Stereotype jokes
Yo mama so fat, cow!
What do you call a horse rider with Down syndrome?
Down Quijote.
Why did the chicken cross the road?
To get to the gay man's house.
Knock, knock.
Who's there?
The chicken.
What is the difference between a feminist and a female prostitute? If you want a female prostitute to be a bitch, you have to give her money first.
When a midget smokes weed, do they get high or medium?
If a heterosexual man wanted his dick sucked, what would a feminist say to him that a gay man would never say to him?
"Not now, I have a headache."
Boy, your momma so ugly she’s denied from the homeless parties in the dumpster.

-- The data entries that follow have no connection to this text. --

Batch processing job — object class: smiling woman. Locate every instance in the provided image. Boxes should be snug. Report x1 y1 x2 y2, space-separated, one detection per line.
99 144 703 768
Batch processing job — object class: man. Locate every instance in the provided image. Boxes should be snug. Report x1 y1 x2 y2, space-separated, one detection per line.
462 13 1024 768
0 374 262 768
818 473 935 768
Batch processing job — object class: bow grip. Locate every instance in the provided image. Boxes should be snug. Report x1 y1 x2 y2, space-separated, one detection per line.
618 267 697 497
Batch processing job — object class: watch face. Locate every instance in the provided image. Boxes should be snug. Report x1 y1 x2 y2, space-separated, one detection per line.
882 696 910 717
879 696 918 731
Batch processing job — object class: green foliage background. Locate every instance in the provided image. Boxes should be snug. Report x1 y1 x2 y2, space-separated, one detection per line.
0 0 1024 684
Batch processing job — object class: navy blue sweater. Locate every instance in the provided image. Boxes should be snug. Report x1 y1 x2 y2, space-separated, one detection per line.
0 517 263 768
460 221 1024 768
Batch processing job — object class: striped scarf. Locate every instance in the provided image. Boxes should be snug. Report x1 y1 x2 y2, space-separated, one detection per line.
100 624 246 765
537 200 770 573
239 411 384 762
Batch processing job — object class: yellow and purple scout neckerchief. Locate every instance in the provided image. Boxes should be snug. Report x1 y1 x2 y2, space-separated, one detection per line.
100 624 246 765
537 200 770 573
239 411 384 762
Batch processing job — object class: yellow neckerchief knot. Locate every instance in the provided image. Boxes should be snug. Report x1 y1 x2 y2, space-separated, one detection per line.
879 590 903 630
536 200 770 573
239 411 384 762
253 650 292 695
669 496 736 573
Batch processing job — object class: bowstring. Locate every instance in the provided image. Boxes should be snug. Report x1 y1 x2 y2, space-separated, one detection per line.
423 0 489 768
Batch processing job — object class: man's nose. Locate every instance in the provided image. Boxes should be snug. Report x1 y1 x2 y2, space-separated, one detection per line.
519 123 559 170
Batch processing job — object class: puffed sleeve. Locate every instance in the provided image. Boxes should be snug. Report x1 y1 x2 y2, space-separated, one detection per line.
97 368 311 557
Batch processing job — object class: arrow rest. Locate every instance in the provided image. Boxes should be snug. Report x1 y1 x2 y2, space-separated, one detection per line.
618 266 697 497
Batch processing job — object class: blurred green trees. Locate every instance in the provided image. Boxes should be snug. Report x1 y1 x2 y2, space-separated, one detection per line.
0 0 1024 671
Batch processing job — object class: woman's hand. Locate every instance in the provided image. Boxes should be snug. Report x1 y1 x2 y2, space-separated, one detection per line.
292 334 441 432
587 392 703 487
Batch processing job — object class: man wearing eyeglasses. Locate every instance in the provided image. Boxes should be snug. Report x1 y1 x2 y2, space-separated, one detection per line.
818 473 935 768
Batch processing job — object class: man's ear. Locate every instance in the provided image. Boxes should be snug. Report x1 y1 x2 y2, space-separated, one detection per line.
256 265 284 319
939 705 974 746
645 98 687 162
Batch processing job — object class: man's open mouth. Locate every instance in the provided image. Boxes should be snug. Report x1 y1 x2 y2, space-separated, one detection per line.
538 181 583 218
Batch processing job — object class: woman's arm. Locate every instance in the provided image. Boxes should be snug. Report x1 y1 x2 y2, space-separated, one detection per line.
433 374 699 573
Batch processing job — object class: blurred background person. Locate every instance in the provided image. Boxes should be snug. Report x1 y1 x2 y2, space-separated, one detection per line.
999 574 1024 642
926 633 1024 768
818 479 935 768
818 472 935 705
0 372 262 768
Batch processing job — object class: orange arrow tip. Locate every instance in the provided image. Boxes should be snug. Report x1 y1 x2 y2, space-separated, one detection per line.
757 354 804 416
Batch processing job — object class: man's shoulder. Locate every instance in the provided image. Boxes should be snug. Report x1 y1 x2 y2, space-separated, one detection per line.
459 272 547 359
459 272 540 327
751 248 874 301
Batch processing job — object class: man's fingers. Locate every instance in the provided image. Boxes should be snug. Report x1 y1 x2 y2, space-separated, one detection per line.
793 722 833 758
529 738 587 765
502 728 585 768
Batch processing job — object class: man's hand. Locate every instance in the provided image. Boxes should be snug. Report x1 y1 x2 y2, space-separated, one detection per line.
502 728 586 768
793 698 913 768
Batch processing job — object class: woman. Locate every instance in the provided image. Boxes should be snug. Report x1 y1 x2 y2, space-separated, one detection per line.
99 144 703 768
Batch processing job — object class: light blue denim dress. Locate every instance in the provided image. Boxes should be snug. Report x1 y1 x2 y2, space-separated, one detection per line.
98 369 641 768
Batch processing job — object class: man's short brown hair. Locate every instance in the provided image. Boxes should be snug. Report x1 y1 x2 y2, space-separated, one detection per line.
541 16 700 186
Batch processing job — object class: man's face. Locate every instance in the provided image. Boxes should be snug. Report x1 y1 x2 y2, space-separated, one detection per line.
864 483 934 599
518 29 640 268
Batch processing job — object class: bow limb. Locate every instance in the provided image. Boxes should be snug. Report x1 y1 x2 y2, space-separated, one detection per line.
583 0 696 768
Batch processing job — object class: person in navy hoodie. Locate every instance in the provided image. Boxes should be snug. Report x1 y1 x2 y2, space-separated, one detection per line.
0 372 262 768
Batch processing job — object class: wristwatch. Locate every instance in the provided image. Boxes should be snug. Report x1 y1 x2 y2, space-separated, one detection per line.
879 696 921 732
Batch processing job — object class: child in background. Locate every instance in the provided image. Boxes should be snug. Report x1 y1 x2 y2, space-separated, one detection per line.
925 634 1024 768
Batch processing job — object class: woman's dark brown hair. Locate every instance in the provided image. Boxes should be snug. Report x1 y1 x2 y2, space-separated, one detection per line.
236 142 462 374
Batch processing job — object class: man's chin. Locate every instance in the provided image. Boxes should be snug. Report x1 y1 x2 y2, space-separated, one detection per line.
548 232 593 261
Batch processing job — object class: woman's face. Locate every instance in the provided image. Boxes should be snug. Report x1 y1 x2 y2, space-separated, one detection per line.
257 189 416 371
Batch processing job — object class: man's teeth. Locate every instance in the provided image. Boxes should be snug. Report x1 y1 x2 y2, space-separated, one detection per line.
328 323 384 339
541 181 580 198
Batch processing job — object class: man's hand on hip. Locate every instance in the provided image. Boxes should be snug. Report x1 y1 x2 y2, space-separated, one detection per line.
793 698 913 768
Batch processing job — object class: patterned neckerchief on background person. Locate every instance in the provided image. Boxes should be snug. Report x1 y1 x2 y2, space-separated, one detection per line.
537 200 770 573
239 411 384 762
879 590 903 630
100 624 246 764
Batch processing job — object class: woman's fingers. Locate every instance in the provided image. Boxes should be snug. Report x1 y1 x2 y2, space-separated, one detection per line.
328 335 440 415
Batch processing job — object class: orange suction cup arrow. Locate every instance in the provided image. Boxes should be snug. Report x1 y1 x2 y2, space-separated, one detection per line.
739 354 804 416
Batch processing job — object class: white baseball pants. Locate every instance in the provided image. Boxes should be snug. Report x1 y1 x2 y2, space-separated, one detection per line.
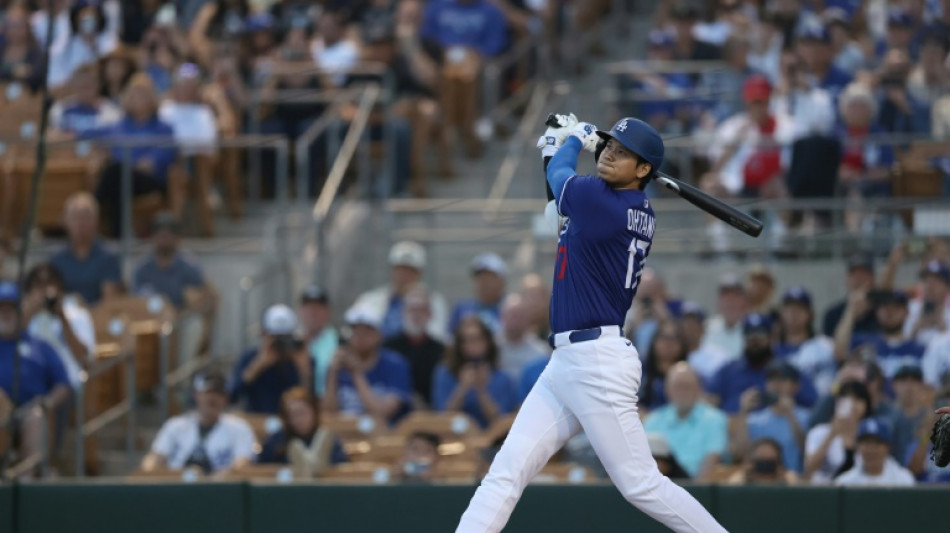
456 336 726 533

Quiet kid, your momma so funny she made a joke pop out her a*s.
Straight people ask why gays have such a good fashion sense. Baby, we didn’t spend all that time in the closet for nothing.
Why don’t Belgians eat shit sandwiches?
They don’t fancy bread!
A redhead, a dark-haired woman, and a blonde walk into a bar and agree to fly to the sun!
The blonde states, "I agree, let's leave at night!"
What did the pirate say on his 80th birthday?
Aye, matey!
Fat girls give the best head because they are hungry and eat the most dick.
Fat people are thirsty, so I piss in their mouth.
Why shouldn’t you pick on a midget with learning difficulties?
... Because it’s not big and it’s not clever.
Why was Hellen Keller a bad driver? She was a woman.
Also, I have the same Birthday as her, so I have the pass.
When are you from Alabama? You know!!! 🐩
Yo mama so nice she...
Americans are so fat that they named an atom bomb "Fat Man" to describe themselves.
You're gay.
If you read this.
What do you get when you put a clown, a peodophile, a gay wet person?